The article by Liese et al. (1) investigated the association of glycemic index, glycemic load, and total carbohydrate and fiber intake with direct measures of insulin sensitivity, insulin secretion, and adiposity in a cohort of 979 adults with normal and impaired glucose tolerance. The authors concluded that there were no significant associations of glycemic index, glycemic load, and carbohydrate intake with any measure of insulin sensitivity or secretion.
In their study, usual dietary intake was assessed via a 114-item food frequency questionnaire (FFQ) that had been previously “validated” in a subsample of the Insulin Resistance Atherosclerosis Study (IRAS) population. Unfortunately, the validation study showed that the FFQ did not confidently predict total carbohydrate intake as assessed by repeated 24-h recall of food intake. The Pearson correlation coefficient between the two methods was only 0.37 after adjustment for energy. Furthermore, the correlation coefficients for starch and sucrose were similarly low at r = 0.33 and 0.46, respectively (2).
Is a correlation coefficient between 0.3 and 0.4 adequate for the purposes of validation? Brunner et al. (3) have suggested that a value “of about 0.5 for most nutrients and 0.8 for alcohol between methods is good evidence that the FFQ has the ability to rank individuals … according to nutrient intake.” Indeed, correlation coefficients in the order of 0.6–0.7 are more typical for energy-adjusted nutrients in FFQs (4). In the Nurses Health Study (5) and Health Professionals Follow-up Study (6), the correlation coefficient for energy-adjusted total carbohydrate was r = 0.69 (7).
Like most current FFQs, the IRAS questionnaire was not originally constructed for the purpose of measuring glycemic index, and glycemic index was not included in the original validation study. Therefore, the validity of the calculated glycemic index values is essentially unknown. However, given the relatively low correlation coefficients for quantity of total carbohydrate, starches, and sucrose, it would seem unlikely that subtle differences in the quality (i.e., glycemic index) of that carbohydrate can be accurately assessed. The authors note that correlations for carbohydrate were higher in urban non-Hispanic white subjects (<20% of the sample) and that stratification for ethnicity did not alter their conclusions. However, due to the relatively small sample size, subanalysis may not have had sufficient statistical power to detect associations.

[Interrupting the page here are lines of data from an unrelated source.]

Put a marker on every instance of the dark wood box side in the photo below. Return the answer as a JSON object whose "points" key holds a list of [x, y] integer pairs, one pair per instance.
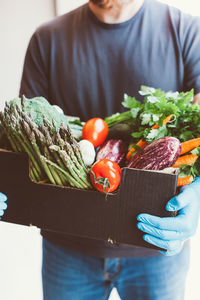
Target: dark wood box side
{"points": [[84, 213]]}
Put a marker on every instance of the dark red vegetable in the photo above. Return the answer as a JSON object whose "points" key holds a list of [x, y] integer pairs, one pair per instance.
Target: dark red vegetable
{"points": [[158, 155], [114, 150]]}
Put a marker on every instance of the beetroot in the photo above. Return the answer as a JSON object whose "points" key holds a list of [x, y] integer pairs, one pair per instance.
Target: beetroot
{"points": [[160, 154], [114, 150]]}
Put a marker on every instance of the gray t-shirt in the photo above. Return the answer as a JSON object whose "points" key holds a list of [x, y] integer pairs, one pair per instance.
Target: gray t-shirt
{"points": [[85, 66]]}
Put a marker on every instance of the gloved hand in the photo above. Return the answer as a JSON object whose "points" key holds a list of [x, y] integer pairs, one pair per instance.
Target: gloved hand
{"points": [[3, 205], [169, 233]]}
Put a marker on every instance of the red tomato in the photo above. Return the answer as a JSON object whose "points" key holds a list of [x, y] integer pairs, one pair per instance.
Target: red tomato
{"points": [[105, 175], [95, 130]]}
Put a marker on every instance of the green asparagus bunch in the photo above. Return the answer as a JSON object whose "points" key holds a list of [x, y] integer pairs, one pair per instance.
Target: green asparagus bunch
{"points": [[54, 153]]}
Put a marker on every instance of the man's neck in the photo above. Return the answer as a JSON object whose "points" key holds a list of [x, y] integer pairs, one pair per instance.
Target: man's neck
{"points": [[118, 13]]}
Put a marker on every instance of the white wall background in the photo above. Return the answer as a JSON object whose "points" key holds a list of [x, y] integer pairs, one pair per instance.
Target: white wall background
{"points": [[20, 247]]}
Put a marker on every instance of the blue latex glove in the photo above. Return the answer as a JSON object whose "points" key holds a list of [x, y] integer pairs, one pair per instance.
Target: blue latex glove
{"points": [[3, 205], [169, 233]]}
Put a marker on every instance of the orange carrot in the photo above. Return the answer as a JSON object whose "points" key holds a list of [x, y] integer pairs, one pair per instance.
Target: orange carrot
{"points": [[142, 143], [184, 180], [185, 160], [189, 145]]}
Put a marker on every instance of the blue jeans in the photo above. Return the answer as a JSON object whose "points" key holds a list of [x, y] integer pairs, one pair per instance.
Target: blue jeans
{"points": [[69, 275]]}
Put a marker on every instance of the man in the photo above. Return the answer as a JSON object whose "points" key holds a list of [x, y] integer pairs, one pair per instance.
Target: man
{"points": [[84, 62]]}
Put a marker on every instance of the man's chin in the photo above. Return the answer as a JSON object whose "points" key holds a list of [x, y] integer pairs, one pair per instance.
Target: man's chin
{"points": [[108, 3]]}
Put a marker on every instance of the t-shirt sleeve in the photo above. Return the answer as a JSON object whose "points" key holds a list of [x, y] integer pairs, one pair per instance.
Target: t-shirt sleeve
{"points": [[190, 42], [34, 81]]}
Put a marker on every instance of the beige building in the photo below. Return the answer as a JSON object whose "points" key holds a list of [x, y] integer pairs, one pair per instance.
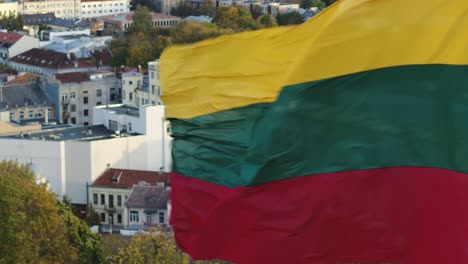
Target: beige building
{"points": [[76, 94], [110, 192], [271, 8], [68, 9], [26, 103], [122, 22], [93, 8], [9, 8]]}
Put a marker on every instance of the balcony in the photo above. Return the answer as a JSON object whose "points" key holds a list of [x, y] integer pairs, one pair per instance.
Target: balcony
{"points": [[113, 209]]}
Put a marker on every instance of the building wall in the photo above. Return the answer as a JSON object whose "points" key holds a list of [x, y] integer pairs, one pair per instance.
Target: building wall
{"points": [[9, 9], [142, 217], [67, 9], [91, 9], [130, 82], [101, 208]]}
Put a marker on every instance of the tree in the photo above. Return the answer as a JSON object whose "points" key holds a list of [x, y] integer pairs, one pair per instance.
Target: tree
{"points": [[290, 18], [206, 8], [267, 21], [256, 12], [313, 3], [36, 227], [187, 32], [236, 18], [151, 247]]}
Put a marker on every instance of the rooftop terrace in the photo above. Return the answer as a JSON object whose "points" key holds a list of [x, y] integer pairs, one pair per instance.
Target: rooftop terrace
{"points": [[87, 133]]}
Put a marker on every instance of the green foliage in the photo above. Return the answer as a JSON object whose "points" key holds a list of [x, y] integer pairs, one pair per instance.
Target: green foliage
{"points": [[183, 9], [267, 21], [152, 247], [256, 12], [206, 8], [89, 245], [186, 32], [35, 227], [313, 3], [236, 18], [12, 23], [290, 18]]}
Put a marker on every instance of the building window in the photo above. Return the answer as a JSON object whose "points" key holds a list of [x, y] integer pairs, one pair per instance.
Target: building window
{"points": [[119, 200], [111, 201], [134, 216], [113, 125], [161, 217]]}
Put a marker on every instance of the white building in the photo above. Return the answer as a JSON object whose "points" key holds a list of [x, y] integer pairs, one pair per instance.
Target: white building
{"points": [[109, 193], [70, 158], [139, 89], [76, 94], [12, 44], [9, 8], [68, 9], [93, 8]]}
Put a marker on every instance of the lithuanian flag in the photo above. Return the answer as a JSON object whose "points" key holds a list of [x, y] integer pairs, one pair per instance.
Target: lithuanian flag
{"points": [[341, 140]]}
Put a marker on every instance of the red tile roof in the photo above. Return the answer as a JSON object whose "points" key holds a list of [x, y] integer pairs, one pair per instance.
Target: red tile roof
{"points": [[120, 178], [8, 39], [72, 77]]}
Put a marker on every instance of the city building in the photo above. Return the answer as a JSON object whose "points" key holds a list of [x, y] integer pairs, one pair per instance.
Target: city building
{"points": [[9, 8], [75, 94], [12, 44], [71, 158], [33, 22], [43, 61], [122, 22], [67, 9], [109, 193], [93, 8], [25, 103], [271, 8], [147, 205]]}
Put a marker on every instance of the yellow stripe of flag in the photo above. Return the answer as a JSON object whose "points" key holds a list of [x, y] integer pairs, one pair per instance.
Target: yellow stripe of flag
{"points": [[350, 36]]}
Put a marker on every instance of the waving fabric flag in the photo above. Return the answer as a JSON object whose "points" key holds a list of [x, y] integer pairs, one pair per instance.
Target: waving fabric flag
{"points": [[341, 140]]}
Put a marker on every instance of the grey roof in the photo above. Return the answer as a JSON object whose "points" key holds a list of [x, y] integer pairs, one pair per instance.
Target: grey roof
{"points": [[148, 197], [50, 19], [88, 133], [20, 95]]}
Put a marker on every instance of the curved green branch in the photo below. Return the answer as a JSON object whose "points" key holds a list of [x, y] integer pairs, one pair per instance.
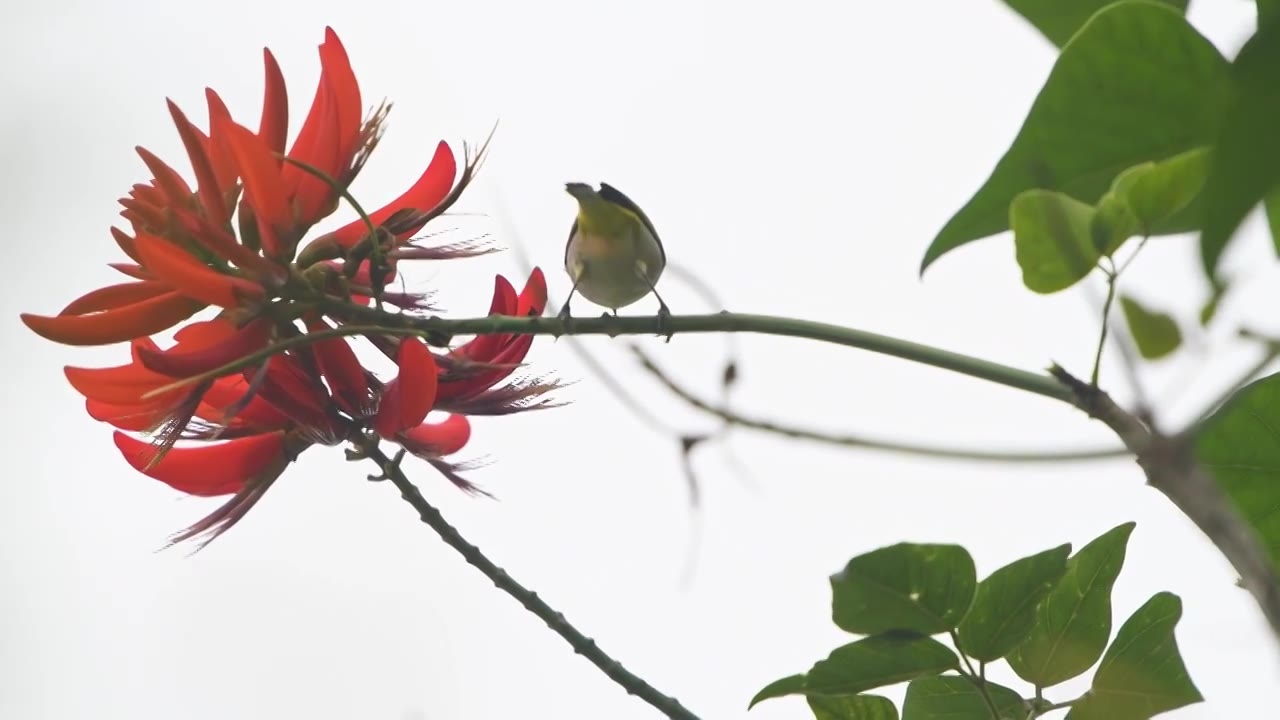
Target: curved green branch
{"points": [[864, 442], [439, 331]]}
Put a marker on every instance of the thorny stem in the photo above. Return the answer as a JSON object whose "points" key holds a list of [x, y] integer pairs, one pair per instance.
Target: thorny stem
{"points": [[1171, 468], [581, 645], [848, 440]]}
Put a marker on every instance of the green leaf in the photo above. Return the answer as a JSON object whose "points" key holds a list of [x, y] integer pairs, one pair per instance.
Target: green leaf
{"points": [[877, 661], [1112, 223], [853, 707], [951, 697], [1142, 673], [1155, 333], [1239, 445], [1004, 607], [1246, 164], [1217, 290], [1060, 19], [1159, 191], [1137, 83], [1269, 12], [1054, 238], [791, 684], [1073, 623], [919, 588]]}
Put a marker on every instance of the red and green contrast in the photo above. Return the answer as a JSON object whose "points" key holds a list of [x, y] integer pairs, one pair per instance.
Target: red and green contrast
{"points": [[234, 249]]}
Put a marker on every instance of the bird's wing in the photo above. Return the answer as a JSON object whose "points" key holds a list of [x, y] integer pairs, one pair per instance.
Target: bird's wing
{"points": [[613, 195], [570, 241]]}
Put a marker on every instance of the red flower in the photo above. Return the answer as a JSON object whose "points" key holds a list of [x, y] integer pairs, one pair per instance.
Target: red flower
{"points": [[227, 408]]}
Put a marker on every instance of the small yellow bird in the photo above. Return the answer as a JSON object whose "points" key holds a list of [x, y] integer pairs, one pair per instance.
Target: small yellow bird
{"points": [[613, 253]]}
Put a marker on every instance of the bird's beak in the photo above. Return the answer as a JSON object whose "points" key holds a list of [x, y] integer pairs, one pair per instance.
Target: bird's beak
{"points": [[579, 190]]}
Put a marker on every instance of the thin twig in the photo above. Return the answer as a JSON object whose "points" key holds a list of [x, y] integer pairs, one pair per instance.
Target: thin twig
{"points": [[1169, 463], [848, 440], [973, 678], [581, 645]]}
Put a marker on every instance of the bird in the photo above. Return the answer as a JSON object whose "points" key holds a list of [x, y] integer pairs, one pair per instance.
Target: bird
{"points": [[613, 254]]}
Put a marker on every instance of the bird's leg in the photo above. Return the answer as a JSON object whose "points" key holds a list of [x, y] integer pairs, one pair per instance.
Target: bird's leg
{"points": [[663, 311], [565, 315]]}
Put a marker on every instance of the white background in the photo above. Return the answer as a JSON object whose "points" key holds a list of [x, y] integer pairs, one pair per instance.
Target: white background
{"points": [[799, 156]]}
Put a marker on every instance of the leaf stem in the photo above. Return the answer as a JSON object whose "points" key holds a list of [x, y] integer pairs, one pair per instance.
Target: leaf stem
{"points": [[581, 645], [976, 678], [1112, 276]]}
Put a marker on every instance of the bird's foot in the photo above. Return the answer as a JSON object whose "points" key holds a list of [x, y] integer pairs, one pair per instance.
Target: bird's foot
{"points": [[566, 322], [664, 322]]}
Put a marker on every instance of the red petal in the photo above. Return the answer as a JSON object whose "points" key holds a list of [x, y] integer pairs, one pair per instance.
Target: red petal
{"points": [[295, 392], [229, 392], [438, 438], [424, 195], [264, 188], [344, 91], [114, 296], [137, 418], [176, 190], [208, 470], [228, 345], [274, 126], [407, 399], [341, 368], [484, 347], [126, 242], [122, 384], [129, 269], [219, 145], [206, 181], [533, 299], [191, 277], [119, 324]]}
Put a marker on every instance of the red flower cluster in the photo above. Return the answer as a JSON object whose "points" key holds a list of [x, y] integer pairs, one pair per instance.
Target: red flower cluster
{"points": [[233, 245]]}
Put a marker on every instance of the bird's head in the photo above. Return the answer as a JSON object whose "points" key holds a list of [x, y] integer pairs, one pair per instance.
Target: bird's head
{"points": [[581, 191]]}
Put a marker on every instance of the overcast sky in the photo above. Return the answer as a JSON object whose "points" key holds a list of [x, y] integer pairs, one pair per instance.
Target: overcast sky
{"points": [[799, 156]]}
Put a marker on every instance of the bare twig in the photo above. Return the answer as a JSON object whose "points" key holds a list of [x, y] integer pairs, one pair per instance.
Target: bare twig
{"points": [[581, 645], [1170, 465], [846, 440]]}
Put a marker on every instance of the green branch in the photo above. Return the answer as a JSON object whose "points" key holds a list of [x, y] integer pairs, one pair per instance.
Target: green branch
{"points": [[864, 442], [439, 331]]}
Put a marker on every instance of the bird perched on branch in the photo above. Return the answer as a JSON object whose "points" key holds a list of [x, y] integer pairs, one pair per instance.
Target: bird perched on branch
{"points": [[613, 254]]}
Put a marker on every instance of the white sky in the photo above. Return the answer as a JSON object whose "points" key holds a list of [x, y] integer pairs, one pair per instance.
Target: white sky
{"points": [[798, 155]]}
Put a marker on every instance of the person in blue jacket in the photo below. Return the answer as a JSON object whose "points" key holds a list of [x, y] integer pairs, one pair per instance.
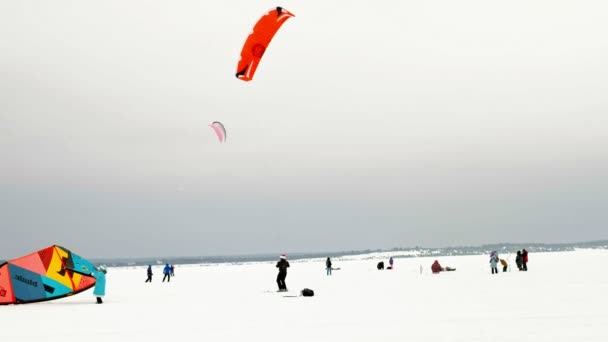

Interestingly, observational studies that found no association between glycemic index, glycemic load, and incidence of type 2 diabetes (8,9) also had validation correlation coefficients for total carbohydrate that were <0.5. In contrast, those studies finding glycemic index, glycemic load, or both to be predictive of diabetes (5,6,10) had r values >0.6.
Given the limitations of the IRAS study in relation to its ability to accurately assess total carbohydrate intake, starches, and sucrose, we believe that the conclusions drawn from the study of Liese et al., i.e., that glycemic index and glycemic load are not related to measures of insulin sensitivity, insulin secretion, and adiposity, should be interpreted with caution.
J.C.B.-M. serves on the board of directors for Glycemic Index Limited.